Obviously, whoever put the junction box into this guy didn’t care about him at all, she thought. Quite aside from the seizure fail-safe. The simultaneous deaths of the men proved that it was no accident or coincidence.
“Dr. Bastion, you said the prisoners were in special cells?”
“Yes,” he said. “They were underground and shielded from all means of electronic communication.”
“Why?”
“Um, we’ve had some problems with previous... Grafter... prisoners,” the doctor said uncomfortably. “A man in our custody once turned out to be sending information back to his superiors through some sort of antenna on his spine, and then his body was ordered to destroy itself. Of course, this was before we started moving toward peace and amalgamation,” he added hurriedly.
Odette raised her eyebrows. The implants he was describing weren’t like anything she was familiar with, but she had no difficulty believing they existed. I suppose they’re used for espionage, she thought, which is why I’ve never heard of them.
“These men were never intended to survive,” said Odette grimly. “They had a mission to accomplish and a set amount of time to get it done. Whoever performed the operations on them knew they would have either succeeded or failed by four a.m. and didn’t want them to be alive either way.” Probably so they couldn’t answer any inconvenient questions. “Disposable troops.”

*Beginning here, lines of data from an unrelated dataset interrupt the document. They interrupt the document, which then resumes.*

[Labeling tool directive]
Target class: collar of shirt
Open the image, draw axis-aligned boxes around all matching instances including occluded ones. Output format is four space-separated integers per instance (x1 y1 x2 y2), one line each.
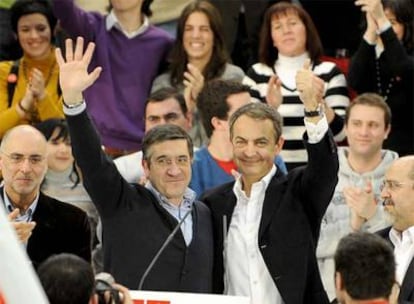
105 10 150 39
233 165 277 203
145 181 196 215
389 226 414 247
3 188 39 222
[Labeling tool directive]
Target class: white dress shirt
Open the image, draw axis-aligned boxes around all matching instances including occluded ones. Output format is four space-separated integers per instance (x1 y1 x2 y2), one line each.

“Clever,” remarked Dr. Bastion.
“Let’s keep going,” said Odette. “Here, can you help me remove the liver and all these lungs?” The two of them worked briskly for a few minutes, and Odette found herself relaxing a little as she slid into the familiar routine and focus that exploring a body required. She scrutinized every organ closely, paying special attention to the points where they had been joined to the man’s nervous system. The placement of the organs might have been sloppy, but the connections were of the highest quality, and there were features she recognized, ones she carried within her own frame. Pim, she thought sadly. Then she noticed something in the cavity, a flicker of independent movement that made her freeze. Not wanting to put her face too close to it, Odette opened her eyes wide, sharpened her gaze, and zoomed in.
“Oh, shit,” she whispered. Be calm, she told herself. You must be calm.